Sfiducia numero 31

di Alberto Baldazzi
19 aprile 2016

I Tg di martedì 19 aprile – Lo scontro che ha preceduto il voto di fiducia, tutt’ora in corso al Senato, occupa le aperture di Tg1, Tg3, Tg5 e Tg La7. Doppio titolo su alcune testate, uno dedicato al discorso del premier, che si scalda sul tema della differenza tra giustizia e giustizialismo parlando di “sceneggiate televisive” che fungono da camera di consiglio, l’altro alle ragioni dell’opposizione. Il Pd parla di “rito seriale” delle 31 fiducie richieste. Coperture “stanche” sullo scontro politico visto che, come commenta Tg4, “stasera il governo non rischia”.

Il Ministro Padoan che sulle pensioni, a fronte dei dati sulla ripresa economica, apre sul tema flessibilità, è in apertura Tg4. Tg1, Tg2 e Tg La7 collegano questa uscita all’allarme lanciato sulle pensioni da Tito Boeri che, ospite delTg1, parla dei 35enni di oggi che rischiano di andare in pensione a 75 anni.

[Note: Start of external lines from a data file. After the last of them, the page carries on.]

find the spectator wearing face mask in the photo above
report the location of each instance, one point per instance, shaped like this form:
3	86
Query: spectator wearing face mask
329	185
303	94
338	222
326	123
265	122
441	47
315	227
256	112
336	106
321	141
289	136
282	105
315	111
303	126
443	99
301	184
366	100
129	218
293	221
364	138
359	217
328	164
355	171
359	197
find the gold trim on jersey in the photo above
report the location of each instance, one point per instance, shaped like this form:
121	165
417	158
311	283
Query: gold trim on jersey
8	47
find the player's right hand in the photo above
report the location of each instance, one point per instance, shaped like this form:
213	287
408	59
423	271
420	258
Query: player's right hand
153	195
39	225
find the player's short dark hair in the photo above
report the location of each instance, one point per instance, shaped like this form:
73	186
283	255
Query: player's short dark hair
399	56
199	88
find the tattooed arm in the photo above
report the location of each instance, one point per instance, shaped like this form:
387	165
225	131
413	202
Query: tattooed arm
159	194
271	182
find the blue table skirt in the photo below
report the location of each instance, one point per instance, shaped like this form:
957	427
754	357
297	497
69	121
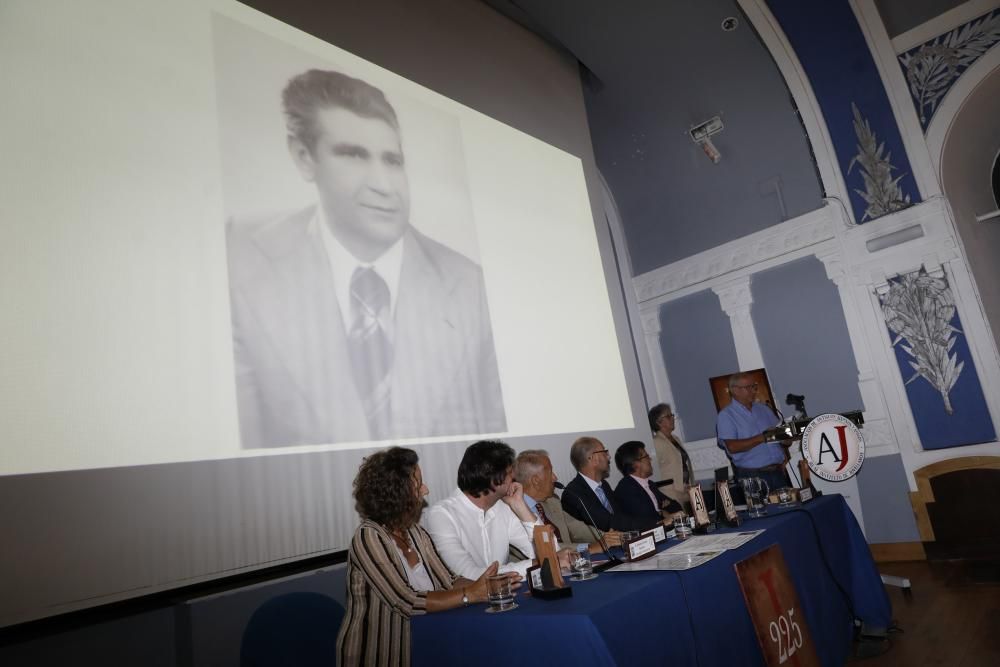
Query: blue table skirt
696	617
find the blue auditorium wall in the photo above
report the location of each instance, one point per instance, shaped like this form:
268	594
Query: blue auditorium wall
697	343
854	103
803	336
942	385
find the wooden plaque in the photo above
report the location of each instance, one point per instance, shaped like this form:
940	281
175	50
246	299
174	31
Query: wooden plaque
774	607
728	507
545	549
698	508
641	547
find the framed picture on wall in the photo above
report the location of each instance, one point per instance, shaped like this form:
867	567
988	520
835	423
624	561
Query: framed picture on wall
720	388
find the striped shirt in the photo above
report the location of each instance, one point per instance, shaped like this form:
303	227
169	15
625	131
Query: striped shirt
380	600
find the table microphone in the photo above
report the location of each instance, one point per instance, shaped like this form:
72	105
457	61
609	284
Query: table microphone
612	561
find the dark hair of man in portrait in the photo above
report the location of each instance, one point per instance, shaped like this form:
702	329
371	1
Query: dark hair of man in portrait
627	455
385	489
316	89
484	467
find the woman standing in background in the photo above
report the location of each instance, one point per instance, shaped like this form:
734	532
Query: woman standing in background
674	462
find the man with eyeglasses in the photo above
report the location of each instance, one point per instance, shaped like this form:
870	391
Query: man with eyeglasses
635	493
589	497
740	427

Tutte le testate riprendono l’ulteriore intervento del Papa sui profughi che si rivolge ai migranti per chiedere loro perdono per le società indifferenti al loro dramma. Tg4 propone un servizio non banale sui disturbi che molti profughi soffrono a seguito del trauma della traversata. Ricordiamo che, a seguito delle aggressioni di Colonia, il “precedente” Tg4 aveva proposto un servizio sugli scontati pericoli rappresentati da “migliaia di giovani deprivati sessualmente”. Alle tensioni di ieri tra Italia e Germania sugli Eurobond si affiancano su Tg3, Tg1 e Tg La7 quelle tra UE e Turchia dopo l’intervento di Erdogan che afferma che è l’Europa ad avere bisogno del suon paese, e che, secondo Mentana, “suona molto di ricatto”. Il mistero degli oltre 200 somali ancora dispersi nel Mediterraneo raccoglie servizi su tutte le testate.

Il rischio di attentati sulle spiagge avanzato dal giornale tedesco Bild-Zeitung viene ripreso da tutto le testate con le immediate smentite da parte del Copasir e del Ministro Alfano, ma anche delle autorità tedesche. Tg5 dedica una copertina dal giudizio severo su di un allarme “totalmente ingiustificato”, presentandolo come un momento di “cattivo giornalismo” se non proprio come un atto finalizzato “a far screzio all’Italia”. TgLa7 parla di una “frescaccia”, anche se ad opera di un importante giornale.

Tg4 e Tg5 si occupano della mafia che si è “aggiornata” e utilizza massivamente i social.

Titoli e servizi per quasi tutti sulla richiesta di ergastolo per l’omicidio di Ciro Esposito. Tg3 ascolta la sorella di Uva, assolta dall’accusa di aver ingiuriato le forze dell’ordine, “che chiede scusa all’“uniforme”, ma non ai polizziotti che ritiene coinvolti nella morte del fratello.

Interessante l’approfondimento del Tg2 sulle tante modalità di spaccio di droga e sulle 100 nuove sostanze immesse sul mercato nel solo 2015, facilmente acquistabili anche su internet.